US Will Have Adequate Black, Hispanic Physicians…in 92 Years: Study

Aine Cryts

June 02, 2022

The average life expectancy for a Black person in the United States is 76 years, according to a 2017 study that finds that Whites are expected to live until the age of 79. The infant mortality rate is 2.3 times higher for Blacks than Whites, per the study. It found that the infant mortality rate for Black and American Indian and Alaskan Natives in rural areas is even worse.

Hector Mora, MD, a resident physician at Penn Medicine, University of Pennsylvania Health System, is troubled by these statistics and their clinical implications for patients. It also worries him that Blacks are more likely to suffer poor cardiovascular health outcomes than Whites.

Blacks are 30% more likely to die as a result of heart disease than Whites, according to the US Department of Health and Human Services' Office of Minority Health. While Blacks are 40% more likely to have high blood pressure, they're less likely than Whites to have it under control, per the federal agency. In addition, Black women are almost 60% more likely than White women to have high blood pressure.

Increasing the number of Black and Hispanic physicians is expected to improve the experiences and clinical outcomes for Black and Hispanic patients. That's important, because a 2016 study found that mostly non-Black physicians in the hospital setting communicated with less skill with Black patients during their end-of-life care. In addition, Black persons are two to three times as likely as White persons to die as a result of preventable heart disease and stroke, per a 2017 study.

Mora is lead author of a study published in JAMA Network Open that revealed a deficit of 113,758 Hispanic and 81,358 Black physicians in the United States. Put another way, there were 196 and 191 fewer Hispanic and Black physicians, respectively, per 100,000 Hispanic and Black people in the United States. The cross-sectional study compared the demographics of the US population with the nation's physician workforce for 2010 and 2015.
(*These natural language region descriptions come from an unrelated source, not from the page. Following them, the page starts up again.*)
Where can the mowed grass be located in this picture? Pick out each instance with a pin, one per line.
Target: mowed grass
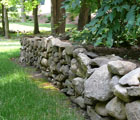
(23, 99)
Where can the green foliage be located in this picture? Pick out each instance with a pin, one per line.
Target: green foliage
(117, 22)
(20, 96)
(83, 37)
(73, 6)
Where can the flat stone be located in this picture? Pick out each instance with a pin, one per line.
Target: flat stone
(93, 115)
(69, 50)
(79, 50)
(91, 54)
(44, 62)
(78, 85)
(121, 92)
(131, 78)
(121, 67)
(101, 109)
(116, 109)
(133, 91)
(102, 60)
(133, 110)
(114, 81)
(97, 85)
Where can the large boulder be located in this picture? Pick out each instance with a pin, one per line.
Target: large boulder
(121, 92)
(121, 67)
(133, 91)
(100, 109)
(102, 60)
(97, 85)
(131, 78)
(114, 81)
(80, 101)
(116, 109)
(44, 62)
(133, 110)
(78, 85)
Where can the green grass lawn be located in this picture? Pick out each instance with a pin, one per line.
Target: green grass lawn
(23, 99)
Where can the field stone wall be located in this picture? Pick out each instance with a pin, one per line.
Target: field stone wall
(107, 87)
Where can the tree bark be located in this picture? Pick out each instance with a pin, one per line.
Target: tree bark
(84, 15)
(36, 24)
(58, 21)
(6, 23)
(3, 24)
(23, 15)
(99, 4)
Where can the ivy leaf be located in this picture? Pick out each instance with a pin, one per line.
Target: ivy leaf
(127, 7)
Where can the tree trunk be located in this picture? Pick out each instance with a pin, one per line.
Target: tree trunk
(36, 25)
(3, 24)
(23, 15)
(58, 21)
(84, 15)
(6, 23)
(99, 4)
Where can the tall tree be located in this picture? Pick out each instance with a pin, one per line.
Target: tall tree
(84, 14)
(35, 16)
(58, 21)
(6, 23)
(23, 15)
(3, 23)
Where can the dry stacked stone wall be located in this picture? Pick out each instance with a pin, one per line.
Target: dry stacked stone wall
(107, 87)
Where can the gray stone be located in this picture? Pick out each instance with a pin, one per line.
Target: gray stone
(84, 59)
(121, 67)
(68, 84)
(74, 65)
(70, 91)
(80, 101)
(79, 50)
(133, 91)
(116, 109)
(80, 73)
(88, 101)
(90, 72)
(91, 54)
(93, 115)
(101, 109)
(60, 78)
(102, 60)
(65, 70)
(131, 78)
(114, 81)
(78, 85)
(99, 82)
(69, 50)
(121, 92)
(71, 75)
(133, 110)
(44, 62)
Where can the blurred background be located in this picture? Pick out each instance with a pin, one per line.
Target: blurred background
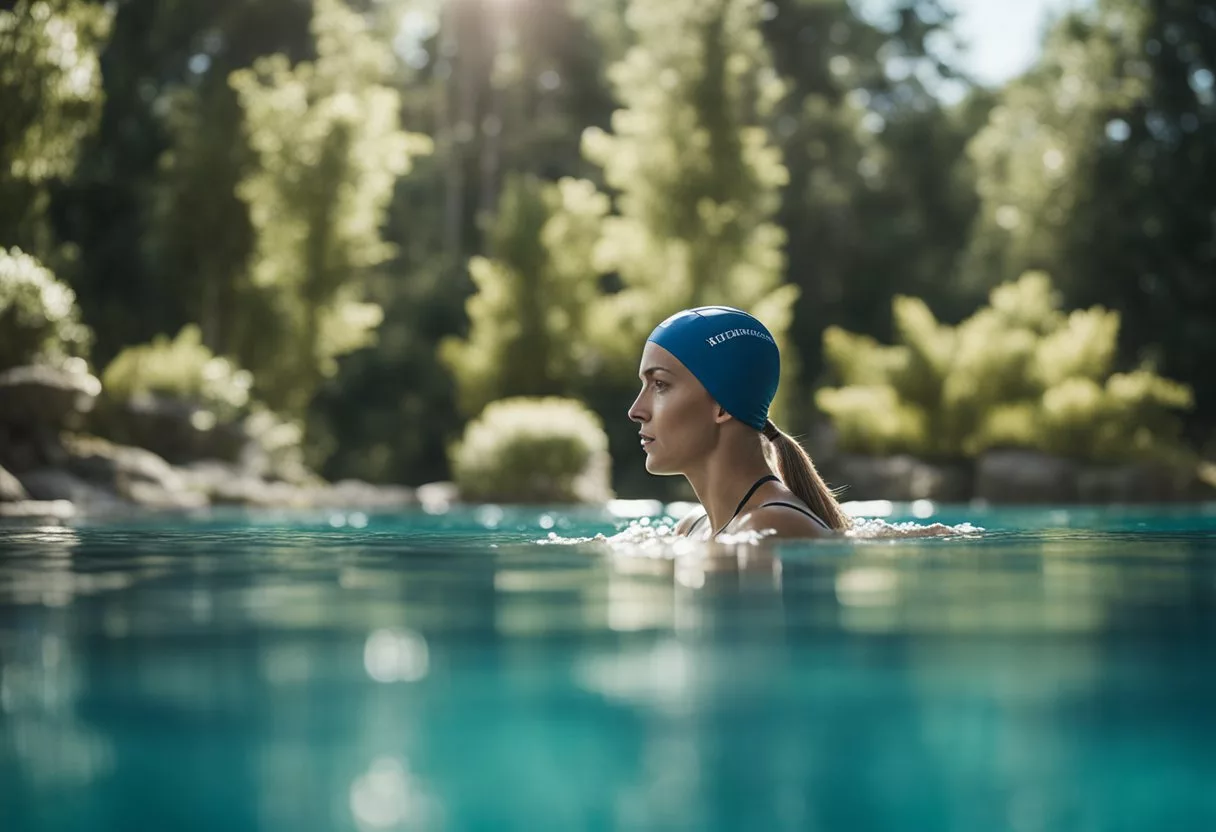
(984, 232)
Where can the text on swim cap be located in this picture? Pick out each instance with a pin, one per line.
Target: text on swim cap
(735, 333)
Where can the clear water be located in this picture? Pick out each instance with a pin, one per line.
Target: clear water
(241, 672)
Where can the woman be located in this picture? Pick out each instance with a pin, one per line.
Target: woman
(708, 377)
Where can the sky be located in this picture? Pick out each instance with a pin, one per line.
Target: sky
(1005, 35)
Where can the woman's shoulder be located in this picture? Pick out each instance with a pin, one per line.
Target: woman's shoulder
(784, 520)
(688, 521)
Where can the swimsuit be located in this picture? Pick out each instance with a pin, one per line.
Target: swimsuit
(748, 496)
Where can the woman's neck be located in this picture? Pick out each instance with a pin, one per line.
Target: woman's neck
(726, 476)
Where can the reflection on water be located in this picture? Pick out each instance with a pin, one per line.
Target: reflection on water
(442, 670)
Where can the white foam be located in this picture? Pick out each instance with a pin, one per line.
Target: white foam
(657, 538)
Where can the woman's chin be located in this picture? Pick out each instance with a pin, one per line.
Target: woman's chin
(656, 466)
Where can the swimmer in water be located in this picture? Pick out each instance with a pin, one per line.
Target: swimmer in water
(708, 378)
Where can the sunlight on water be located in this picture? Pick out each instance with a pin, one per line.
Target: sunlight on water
(443, 670)
(657, 538)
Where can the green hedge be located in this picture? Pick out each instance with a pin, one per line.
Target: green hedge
(1017, 374)
(533, 450)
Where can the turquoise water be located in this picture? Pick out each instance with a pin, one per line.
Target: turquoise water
(444, 672)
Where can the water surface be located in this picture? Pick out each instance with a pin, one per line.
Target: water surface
(445, 672)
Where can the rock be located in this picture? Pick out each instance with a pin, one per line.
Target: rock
(38, 395)
(38, 509)
(102, 461)
(133, 473)
(901, 478)
(1024, 476)
(358, 494)
(172, 428)
(11, 489)
(55, 484)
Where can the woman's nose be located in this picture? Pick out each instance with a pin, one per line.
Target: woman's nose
(636, 411)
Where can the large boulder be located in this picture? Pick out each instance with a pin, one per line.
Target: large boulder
(45, 397)
(11, 489)
(901, 478)
(1025, 477)
(134, 473)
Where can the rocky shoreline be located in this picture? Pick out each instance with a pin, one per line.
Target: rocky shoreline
(54, 465)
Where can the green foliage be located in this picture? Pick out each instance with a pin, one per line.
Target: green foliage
(534, 296)
(1015, 374)
(328, 149)
(181, 367)
(696, 174)
(1099, 166)
(50, 99)
(39, 319)
(533, 450)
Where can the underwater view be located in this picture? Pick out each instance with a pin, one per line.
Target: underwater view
(510, 668)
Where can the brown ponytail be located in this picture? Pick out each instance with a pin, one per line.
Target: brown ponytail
(798, 472)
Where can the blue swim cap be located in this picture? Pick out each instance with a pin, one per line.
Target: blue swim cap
(731, 354)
His research is in line with a 2019 study that found the numbers and proportions of Black, Hispanic, and American Indian or Alaska Native students in medical schools aren't keeping pace with these ethnic groups' demographic growth. Between 2002 and 2017, Black, Hispanic, and American Indian and Alaska Native applicants and matriculants to medical school were underrepresented, per the study.

Focused Mentoring and Shadowing Efforts Can Help

According to Mora's study, it would take 92 years of consistent doubling of the number of matriculating Hispanic medical students in 2015 to correct that deficit. He and his co-authors estimate that it would take 66 years of a sustained doubling of Black medical students to remedy the deficit of Black physicians.

Dr Hector Mora

"This is important because there's so much research that points to better outcomes when there's physician and patient concordance, with particular attention to cardiovascular health outcomes.... [P]atients say they find it easier to trust their physician and stick with [their care plan] if they feel some sort of shared life experience," he told Medscape Medical News.
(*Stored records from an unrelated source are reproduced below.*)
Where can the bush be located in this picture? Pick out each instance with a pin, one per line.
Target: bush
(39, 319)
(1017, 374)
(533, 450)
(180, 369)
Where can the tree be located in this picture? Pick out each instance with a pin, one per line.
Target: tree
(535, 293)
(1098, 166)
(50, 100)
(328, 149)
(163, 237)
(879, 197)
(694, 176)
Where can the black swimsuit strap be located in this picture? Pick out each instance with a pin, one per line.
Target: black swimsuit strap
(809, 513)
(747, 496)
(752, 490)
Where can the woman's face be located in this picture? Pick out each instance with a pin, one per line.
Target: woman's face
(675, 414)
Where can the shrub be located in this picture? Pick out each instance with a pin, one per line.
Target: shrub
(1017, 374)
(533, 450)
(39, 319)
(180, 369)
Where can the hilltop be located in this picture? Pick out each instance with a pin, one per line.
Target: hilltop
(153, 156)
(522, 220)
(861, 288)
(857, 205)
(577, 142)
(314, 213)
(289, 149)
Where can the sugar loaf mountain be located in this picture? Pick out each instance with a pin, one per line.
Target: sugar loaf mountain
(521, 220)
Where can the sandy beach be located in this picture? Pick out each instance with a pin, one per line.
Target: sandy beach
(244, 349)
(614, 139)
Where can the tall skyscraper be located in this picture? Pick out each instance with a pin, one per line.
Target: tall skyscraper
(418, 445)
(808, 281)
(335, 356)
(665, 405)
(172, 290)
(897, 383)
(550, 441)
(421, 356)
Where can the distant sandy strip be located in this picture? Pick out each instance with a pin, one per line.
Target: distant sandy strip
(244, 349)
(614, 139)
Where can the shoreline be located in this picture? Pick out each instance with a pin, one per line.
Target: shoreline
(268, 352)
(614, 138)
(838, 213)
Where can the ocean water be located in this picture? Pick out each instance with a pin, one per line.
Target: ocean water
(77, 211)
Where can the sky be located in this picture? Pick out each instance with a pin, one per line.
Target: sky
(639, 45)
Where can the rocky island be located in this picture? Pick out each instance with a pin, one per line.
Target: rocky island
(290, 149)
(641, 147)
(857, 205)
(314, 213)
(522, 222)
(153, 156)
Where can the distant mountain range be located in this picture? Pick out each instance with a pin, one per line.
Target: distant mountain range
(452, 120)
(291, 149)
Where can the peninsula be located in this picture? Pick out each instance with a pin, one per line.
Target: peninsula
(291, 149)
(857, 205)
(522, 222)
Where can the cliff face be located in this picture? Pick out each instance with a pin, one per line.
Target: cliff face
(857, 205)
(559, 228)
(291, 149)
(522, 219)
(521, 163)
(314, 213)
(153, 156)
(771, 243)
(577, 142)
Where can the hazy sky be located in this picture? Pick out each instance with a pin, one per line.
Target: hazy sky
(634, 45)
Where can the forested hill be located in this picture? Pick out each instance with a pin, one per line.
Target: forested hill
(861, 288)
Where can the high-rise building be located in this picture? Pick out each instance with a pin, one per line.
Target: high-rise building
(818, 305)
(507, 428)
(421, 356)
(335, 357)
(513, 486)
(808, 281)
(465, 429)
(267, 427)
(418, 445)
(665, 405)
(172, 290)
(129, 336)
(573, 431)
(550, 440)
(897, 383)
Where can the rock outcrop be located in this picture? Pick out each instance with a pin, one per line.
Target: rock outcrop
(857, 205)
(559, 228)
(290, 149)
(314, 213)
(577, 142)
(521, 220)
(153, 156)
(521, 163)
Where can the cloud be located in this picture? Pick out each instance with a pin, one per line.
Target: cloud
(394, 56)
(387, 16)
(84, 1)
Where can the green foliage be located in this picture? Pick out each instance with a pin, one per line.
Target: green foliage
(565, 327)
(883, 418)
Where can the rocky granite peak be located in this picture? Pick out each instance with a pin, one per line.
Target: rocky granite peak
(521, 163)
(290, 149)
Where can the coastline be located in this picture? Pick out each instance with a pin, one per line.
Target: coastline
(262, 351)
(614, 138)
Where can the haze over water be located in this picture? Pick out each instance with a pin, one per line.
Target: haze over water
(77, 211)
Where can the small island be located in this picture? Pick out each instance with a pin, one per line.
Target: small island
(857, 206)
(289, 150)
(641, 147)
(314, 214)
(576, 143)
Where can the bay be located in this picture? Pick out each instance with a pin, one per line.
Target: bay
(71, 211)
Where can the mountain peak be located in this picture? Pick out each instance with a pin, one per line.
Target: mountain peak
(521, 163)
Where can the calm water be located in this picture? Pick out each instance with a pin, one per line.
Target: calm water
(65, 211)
Mora also points to a "large degree of distrust" in the Black community as a result of historic injustice. One such example is the Tuskegee experiment, in which 399 Black men with syphilis were left untreated despite the awareness that penicillin could treat the disease, per the Centers for Disease Control and Prevention. In 1974, a class-action lawsuit on behalf of the study participants and their families resulted in a $10 million settlement. A formal apology was issued by President Bill Clinton to study participants and their families in 1997.

Increasing the numbers of Black and Hispanic physicians is complex, but practicing physicians and nurses can help, said Mora. Steps may include inviting young people from underrepresented groups to shadow doctors and nurses in the clinic environment and engaging them about careers in medicine. He also encourages doctors and nurses to donate to causes that support efforts to increase the pipeline of physicians from underrepresented communities.
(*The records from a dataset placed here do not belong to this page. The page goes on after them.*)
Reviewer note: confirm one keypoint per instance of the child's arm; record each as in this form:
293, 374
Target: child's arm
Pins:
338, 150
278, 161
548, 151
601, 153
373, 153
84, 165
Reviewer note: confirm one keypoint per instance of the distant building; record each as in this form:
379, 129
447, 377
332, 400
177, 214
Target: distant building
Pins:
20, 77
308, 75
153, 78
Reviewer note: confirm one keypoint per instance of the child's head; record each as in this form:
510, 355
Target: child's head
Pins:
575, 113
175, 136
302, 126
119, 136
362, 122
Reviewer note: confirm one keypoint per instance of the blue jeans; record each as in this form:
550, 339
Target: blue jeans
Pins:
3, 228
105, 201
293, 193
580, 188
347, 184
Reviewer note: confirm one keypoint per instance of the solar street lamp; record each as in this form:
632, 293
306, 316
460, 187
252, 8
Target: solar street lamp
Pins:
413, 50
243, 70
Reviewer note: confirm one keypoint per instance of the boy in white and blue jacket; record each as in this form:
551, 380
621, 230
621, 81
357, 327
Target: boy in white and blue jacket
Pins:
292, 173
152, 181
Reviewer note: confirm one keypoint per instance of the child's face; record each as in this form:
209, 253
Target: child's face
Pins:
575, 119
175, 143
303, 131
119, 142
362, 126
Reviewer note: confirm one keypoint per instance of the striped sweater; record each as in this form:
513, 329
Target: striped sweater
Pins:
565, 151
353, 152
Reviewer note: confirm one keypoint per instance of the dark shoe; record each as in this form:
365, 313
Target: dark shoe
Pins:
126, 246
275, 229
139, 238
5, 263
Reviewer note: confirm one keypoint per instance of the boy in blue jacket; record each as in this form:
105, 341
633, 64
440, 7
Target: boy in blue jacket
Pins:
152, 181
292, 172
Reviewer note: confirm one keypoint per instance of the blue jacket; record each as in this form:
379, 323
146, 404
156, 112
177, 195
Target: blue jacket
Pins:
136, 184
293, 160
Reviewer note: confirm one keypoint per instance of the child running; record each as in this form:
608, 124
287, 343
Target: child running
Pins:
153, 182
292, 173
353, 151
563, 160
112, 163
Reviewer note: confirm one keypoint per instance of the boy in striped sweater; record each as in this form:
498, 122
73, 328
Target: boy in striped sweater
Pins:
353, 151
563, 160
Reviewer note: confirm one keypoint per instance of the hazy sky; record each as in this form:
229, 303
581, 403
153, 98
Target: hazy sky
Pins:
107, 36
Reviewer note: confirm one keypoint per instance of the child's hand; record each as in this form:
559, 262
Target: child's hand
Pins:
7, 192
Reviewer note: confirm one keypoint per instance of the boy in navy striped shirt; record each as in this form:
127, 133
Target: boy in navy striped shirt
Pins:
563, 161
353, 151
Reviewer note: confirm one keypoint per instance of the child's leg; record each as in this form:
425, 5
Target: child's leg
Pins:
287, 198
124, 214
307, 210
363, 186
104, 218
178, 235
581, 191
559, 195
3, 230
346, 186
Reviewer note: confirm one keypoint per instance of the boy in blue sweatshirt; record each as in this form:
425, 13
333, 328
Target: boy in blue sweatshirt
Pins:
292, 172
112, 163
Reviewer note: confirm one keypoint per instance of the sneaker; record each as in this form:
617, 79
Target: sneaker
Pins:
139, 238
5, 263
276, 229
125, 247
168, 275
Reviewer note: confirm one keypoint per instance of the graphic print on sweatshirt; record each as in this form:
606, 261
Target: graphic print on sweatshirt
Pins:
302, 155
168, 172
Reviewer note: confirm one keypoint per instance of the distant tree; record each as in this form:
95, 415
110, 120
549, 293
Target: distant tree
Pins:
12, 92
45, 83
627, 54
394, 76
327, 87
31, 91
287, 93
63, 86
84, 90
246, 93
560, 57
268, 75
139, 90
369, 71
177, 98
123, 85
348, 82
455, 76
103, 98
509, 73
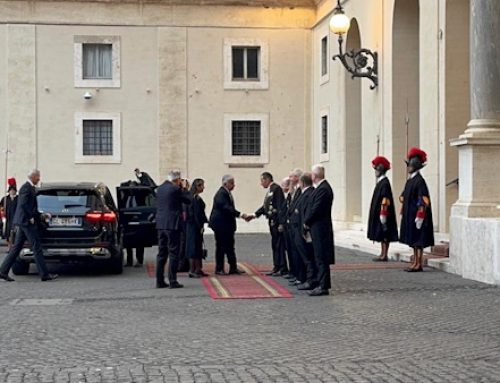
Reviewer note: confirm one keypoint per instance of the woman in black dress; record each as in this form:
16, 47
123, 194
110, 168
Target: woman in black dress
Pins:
9, 204
196, 219
382, 225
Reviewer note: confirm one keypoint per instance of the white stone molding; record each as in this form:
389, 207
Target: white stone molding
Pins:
324, 157
80, 82
263, 81
324, 78
264, 139
115, 158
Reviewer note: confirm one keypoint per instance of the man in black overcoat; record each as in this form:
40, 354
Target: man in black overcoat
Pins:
223, 223
273, 202
26, 221
302, 238
144, 178
297, 267
382, 225
318, 221
169, 199
417, 229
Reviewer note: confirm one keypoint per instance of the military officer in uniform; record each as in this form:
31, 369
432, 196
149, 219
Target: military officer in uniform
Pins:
273, 202
382, 225
417, 230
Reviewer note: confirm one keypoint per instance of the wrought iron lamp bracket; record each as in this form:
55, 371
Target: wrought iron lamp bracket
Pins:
357, 63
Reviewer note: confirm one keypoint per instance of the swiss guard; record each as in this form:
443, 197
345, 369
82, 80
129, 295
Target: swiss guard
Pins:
417, 230
382, 225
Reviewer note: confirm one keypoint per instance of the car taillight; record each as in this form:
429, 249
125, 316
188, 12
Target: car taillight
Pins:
109, 217
96, 217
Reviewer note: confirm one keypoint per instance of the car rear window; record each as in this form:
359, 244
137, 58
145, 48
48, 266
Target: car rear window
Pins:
136, 197
70, 201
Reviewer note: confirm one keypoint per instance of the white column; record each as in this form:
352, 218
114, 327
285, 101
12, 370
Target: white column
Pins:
475, 218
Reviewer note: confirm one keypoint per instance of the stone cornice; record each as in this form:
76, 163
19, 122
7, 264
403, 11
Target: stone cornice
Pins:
161, 13
247, 3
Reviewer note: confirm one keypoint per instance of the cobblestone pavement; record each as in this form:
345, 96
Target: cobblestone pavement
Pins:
378, 326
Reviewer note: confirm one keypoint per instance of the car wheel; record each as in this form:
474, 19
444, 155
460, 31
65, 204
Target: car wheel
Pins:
21, 267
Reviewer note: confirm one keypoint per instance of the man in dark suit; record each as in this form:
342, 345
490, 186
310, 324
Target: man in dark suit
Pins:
318, 221
297, 268
302, 239
273, 202
223, 223
144, 178
169, 199
26, 220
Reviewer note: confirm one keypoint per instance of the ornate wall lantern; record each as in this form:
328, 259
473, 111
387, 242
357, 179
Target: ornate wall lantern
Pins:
356, 61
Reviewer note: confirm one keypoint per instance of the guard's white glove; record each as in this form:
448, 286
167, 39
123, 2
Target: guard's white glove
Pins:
419, 222
383, 219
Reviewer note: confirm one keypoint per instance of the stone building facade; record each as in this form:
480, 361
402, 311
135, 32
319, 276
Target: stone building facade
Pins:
234, 86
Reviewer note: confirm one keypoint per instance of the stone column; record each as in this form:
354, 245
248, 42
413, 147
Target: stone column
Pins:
172, 103
475, 217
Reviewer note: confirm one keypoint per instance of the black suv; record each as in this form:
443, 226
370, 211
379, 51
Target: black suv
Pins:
84, 226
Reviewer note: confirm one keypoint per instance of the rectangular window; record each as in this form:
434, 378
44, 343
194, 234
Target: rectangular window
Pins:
245, 136
97, 61
324, 134
97, 137
324, 56
245, 62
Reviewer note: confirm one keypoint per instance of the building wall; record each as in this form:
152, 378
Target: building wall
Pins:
436, 75
171, 100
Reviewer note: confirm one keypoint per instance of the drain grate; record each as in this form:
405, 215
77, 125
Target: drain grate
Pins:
40, 302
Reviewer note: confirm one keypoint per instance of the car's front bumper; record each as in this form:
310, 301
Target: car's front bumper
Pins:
67, 253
Mora was involved in Cornell Medical School's Science and Leadership in Medicine Mentoring Program during his medical school education. The 8-week summer program recruits Black and Hispanic students from local high schools and colleges in New York City and exposes them to careers in scientific research and medicine by facilitating shadowing and mentoring experiences through its network of hospital administrators, faculty, trainees, and medical students.

The program doubled the number of participants in its second and third years from 30 to 60 students. The COVID-19 pandemic, with its restrictions on physical closeness, forced the program to broaden its reach to more than 100 students who participated virtually. Most of the participants were from New York City and the surrounding area, said Mora.

Lack of confidence was the biggest barrier to pursuing a career as a physician, he discovered after polling students in the program. "This stems from them not having role models, people who represent them in the medical field," he said, "people they can look up to and learn how to handle various situations and overcome certain problems."

Aine Cryts is a veteran health IT and healthcare writer based out of Boston.